Principle:Lucidrains X transformers Encoder Decoder Training
Metadata
| Field | Value |
|---|---|
| Paper | Attention Is All You Need |
| Repository | x-transformers |
| Domains | Deep_Learning, NLP, Training |
| Last Updated | 2026-02-08 18:00 GMT |
Overview
Training procedure for encoder-decoder transformer models that computes cross-entropy loss on target sequences conditioned on encoded source sequences.
Description
Training an encoder-decoder model involves three key steps:
- Encoding the source sequence — the bidirectional encoder processes the full source sequence and produces contextual representations for every source token.
- Cross-attention conditioning — the encoder outputs are fed as cross-attention context to the decoder, allowing each decoder layer to attend over the encoded source.
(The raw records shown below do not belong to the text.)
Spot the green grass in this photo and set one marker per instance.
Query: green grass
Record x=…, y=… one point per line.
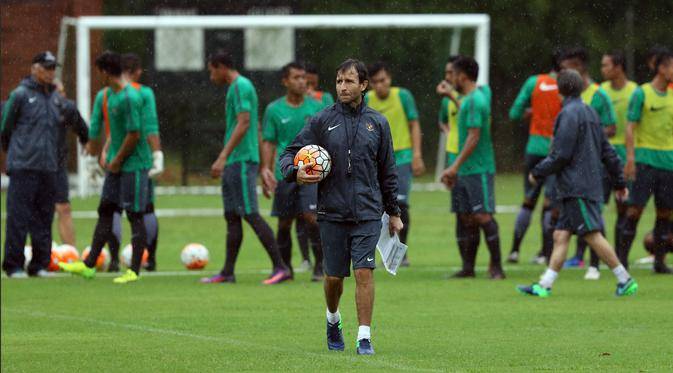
x=422, y=321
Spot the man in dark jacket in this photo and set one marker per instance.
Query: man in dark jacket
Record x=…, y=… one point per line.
x=70, y=118
x=362, y=184
x=579, y=150
x=29, y=133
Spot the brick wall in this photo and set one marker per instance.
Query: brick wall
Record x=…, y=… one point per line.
x=31, y=26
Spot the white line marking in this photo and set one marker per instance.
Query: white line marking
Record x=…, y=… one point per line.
x=209, y=338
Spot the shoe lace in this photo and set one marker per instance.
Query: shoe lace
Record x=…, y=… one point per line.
x=333, y=332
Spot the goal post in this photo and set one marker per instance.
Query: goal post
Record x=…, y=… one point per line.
x=84, y=25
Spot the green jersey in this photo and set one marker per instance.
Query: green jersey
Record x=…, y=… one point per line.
x=653, y=111
x=120, y=113
x=282, y=122
x=475, y=112
x=399, y=108
x=620, y=101
x=149, y=116
x=242, y=98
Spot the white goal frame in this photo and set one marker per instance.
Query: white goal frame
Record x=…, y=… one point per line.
x=84, y=25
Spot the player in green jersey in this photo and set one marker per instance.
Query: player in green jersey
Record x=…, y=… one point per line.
x=326, y=99
x=237, y=166
x=118, y=109
x=398, y=106
x=649, y=160
x=472, y=173
x=619, y=88
x=283, y=119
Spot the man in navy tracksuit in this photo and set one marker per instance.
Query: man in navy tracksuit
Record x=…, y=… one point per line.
x=29, y=133
x=362, y=184
x=579, y=150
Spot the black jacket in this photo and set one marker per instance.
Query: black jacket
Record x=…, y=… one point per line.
x=579, y=150
x=371, y=186
x=70, y=118
x=29, y=127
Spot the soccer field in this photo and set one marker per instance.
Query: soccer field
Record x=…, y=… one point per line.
x=422, y=320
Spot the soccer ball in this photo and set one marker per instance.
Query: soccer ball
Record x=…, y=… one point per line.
x=127, y=255
x=68, y=253
x=194, y=256
x=314, y=154
x=103, y=259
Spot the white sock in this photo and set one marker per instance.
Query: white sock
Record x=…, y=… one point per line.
x=364, y=332
x=621, y=273
x=548, y=277
x=333, y=318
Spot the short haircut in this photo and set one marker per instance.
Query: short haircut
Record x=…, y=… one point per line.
x=656, y=50
x=570, y=83
x=662, y=58
x=377, y=67
x=310, y=68
x=292, y=65
x=359, y=67
x=221, y=58
x=453, y=58
x=131, y=62
x=109, y=62
x=576, y=53
x=468, y=66
x=617, y=58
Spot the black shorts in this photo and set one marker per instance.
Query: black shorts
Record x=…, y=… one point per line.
x=343, y=243
x=473, y=194
x=292, y=199
x=62, y=188
x=650, y=180
x=532, y=192
x=127, y=190
x=239, y=188
x=404, y=177
x=580, y=216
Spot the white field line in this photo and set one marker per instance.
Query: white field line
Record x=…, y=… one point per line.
x=209, y=338
x=186, y=273
x=218, y=212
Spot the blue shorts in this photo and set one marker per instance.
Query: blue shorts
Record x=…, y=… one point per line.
x=473, y=194
x=127, y=190
x=580, y=216
x=344, y=243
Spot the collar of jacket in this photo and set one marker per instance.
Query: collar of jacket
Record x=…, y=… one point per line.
x=347, y=109
x=30, y=82
x=570, y=100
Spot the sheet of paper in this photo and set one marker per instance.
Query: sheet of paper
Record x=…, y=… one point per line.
x=391, y=249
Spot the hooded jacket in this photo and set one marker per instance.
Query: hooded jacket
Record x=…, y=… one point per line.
x=362, y=183
x=29, y=129
x=579, y=151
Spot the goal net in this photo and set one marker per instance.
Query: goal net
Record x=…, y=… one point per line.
x=174, y=45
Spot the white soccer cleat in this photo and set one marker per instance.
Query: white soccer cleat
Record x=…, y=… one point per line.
x=592, y=274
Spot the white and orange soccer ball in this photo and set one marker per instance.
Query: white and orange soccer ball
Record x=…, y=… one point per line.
x=127, y=255
x=194, y=256
x=314, y=154
x=103, y=259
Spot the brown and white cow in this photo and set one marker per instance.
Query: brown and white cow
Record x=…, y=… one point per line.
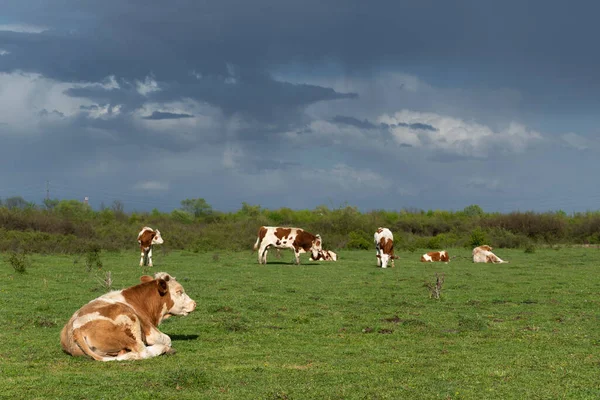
x=147, y=238
x=287, y=238
x=384, y=244
x=122, y=325
x=325, y=255
x=484, y=254
x=435, y=256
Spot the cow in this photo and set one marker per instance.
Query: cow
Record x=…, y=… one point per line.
x=435, y=256
x=122, y=325
x=384, y=244
x=484, y=254
x=147, y=238
x=325, y=255
x=287, y=238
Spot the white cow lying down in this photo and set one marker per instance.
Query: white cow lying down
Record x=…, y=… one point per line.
x=484, y=254
x=122, y=325
x=325, y=255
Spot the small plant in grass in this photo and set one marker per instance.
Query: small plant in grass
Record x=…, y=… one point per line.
x=435, y=289
x=92, y=258
x=19, y=261
x=471, y=323
x=106, y=281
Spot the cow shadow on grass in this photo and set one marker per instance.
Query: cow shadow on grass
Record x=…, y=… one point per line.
x=183, y=337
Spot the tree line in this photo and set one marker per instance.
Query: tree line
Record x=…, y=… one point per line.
x=71, y=226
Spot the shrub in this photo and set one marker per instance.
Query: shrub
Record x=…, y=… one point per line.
x=92, y=257
x=358, y=241
x=478, y=237
x=19, y=261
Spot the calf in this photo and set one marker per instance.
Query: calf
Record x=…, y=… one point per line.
x=484, y=254
x=286, y=238
x=325, y=255
x=147, y=238
x=435, y=256
x=122, y=325
x=384, y=245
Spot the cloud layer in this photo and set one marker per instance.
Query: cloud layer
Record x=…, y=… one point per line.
x=290, y=105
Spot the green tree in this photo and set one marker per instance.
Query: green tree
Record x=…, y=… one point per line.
x=16, y=202
x=473, y=211
x=196, y=207
x=51, y=204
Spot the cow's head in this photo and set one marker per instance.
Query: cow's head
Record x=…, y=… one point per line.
x=182, y=303
x=385, y=258
x=157, y=239
x=317, y=247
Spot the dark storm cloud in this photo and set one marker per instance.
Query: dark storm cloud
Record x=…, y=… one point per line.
x=539, y=47
x=227, y=53
x=158, y=115
x=366, y=124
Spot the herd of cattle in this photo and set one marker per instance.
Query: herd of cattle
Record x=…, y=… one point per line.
x=122, y=325
x=301, y=241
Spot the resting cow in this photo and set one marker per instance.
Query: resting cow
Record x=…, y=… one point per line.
x=122, y=325
x=435, y=256
x=325, y=255
x=384, y=245
x=147, y=238
x=484, y=254
x=286, y=238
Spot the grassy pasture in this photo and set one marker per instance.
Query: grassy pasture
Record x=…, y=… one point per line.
x=346, y=330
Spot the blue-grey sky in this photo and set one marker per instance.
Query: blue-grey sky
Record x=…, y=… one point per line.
x=379, y=104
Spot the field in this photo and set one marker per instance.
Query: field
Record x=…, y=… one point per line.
x=345, y=330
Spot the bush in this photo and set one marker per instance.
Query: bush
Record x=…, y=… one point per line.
x=19, y=261
x=92, y=257
x=358, y=241
x=478, y=237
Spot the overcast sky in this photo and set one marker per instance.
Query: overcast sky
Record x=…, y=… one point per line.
x=375, y=104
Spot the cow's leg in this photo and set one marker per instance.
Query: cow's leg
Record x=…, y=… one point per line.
x=297, y=255
x=143, y=253
x=157, y=337
x=262, y=254
x=150, y=256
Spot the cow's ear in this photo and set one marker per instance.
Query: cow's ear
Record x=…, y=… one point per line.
x=163, y=286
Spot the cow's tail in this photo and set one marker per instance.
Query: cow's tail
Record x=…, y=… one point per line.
x=79, y=339
x=256, y=244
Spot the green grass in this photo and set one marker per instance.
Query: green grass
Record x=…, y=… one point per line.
x=346, y=330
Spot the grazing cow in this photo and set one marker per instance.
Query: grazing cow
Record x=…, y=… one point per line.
x=122, y=325
x=147, y=238
x=286, y=238
x=484, y=254
x=325, y=255
x=384, y=244
x=435, y=256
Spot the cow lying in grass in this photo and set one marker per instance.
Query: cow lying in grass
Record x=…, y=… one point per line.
x=484, y=254
x=122, y=325
x=286, y=238
x=435, y=256
x=325, y=255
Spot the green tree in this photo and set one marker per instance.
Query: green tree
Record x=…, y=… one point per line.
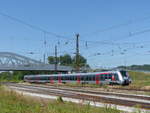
x=82, y=61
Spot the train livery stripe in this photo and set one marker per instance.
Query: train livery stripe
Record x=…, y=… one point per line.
x=78, y=79
x=59, y=79
x=51, y=80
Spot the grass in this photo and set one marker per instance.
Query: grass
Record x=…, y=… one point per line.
x=11, y=102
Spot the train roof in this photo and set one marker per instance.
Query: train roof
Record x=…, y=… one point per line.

- Autoregressive loss computation — the decoder computes cross-entropy loss on the target sequence in an autoregressive fashion, predicting each target token given all previous target tokens and the full encoder output.
The XTransformer.forward() method handles this end-to-end: it encodes the source, optionally applies cross-attention token dropout for regularization, and passes the encoding to the decoder (an AutoregressiveWrapper that computes the loss). The target sequence is automatically shifted internally by the decoder wrapper.
Usage
Use during the training loop for sequence-to-sequence tasks. Pass source tokens, target tokens, and an optional source mask:
loss = model(src, tgt, mask=src_mask)
loss.backward()
Theoretical Basis
Sequence-to-sequence training: the loss is the negative log-likelihood of the target sequence conditioned on the encoded source:
L = -∑_t log P(y_t | y_{<t}, Encoder(x))
The encoder produces contextual representations of the source sequence. The decoder predicts target tokens autoregressively while cross-attending to the encoder output at every layer.
Teacher forcing: during training, ground-truth target tokens are used as decoder input at each time step rather than the model's own predictions. This avoids compounding errors and enables fully parallel computation across the target sequence.